PENENTANGAN dan pengingkaran janji undur diri Fahri Hamzah dari jabatan Wakil Ketua DPR yang berulang, memicu Partai Keadilan Sejahtera (PKS) secara resmi mendeklarasikan pemecatannya. Namun, Fahri melawan lewat gugatan perdata.

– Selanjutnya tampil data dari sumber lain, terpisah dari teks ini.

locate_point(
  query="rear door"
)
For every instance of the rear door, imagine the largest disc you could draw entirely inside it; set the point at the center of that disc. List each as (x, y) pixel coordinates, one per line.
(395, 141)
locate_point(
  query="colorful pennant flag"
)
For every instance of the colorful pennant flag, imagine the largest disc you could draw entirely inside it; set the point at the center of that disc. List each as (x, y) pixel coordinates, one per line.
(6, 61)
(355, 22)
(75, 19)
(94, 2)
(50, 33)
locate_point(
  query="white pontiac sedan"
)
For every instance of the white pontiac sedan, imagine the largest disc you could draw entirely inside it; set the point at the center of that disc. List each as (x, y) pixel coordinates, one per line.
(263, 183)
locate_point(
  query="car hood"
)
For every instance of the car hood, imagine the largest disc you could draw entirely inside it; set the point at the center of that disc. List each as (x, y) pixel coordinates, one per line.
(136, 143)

Ketua Bidang Humas DPP PKS Dedi Supriadi mengatakan SK DPP PKS tentang pemberhentian Fahri dari seluruh jenjang keanggotaan itu telah diterima Fahri Hamzah pada Minggu (3/4). "Dengan demikian bahwa benar saudara Fahri Hamzah telah diberhentikan sebagai anggota atau kader PKS," ungkap dia, di Jakarta, Senin (4/4).

Presiden PKS Mohamad Sohibul Iman, dalam keterangan persnya, memaparkan keputusan itu diambil atas dasar inkonsistesi Fahri atas sejumlah arahan partai di beberapa rapat dengan pimpinan PKS. Padahal, Fahri mulanya menyetujui arahan-arahan dalam rangka konsolidasi itu.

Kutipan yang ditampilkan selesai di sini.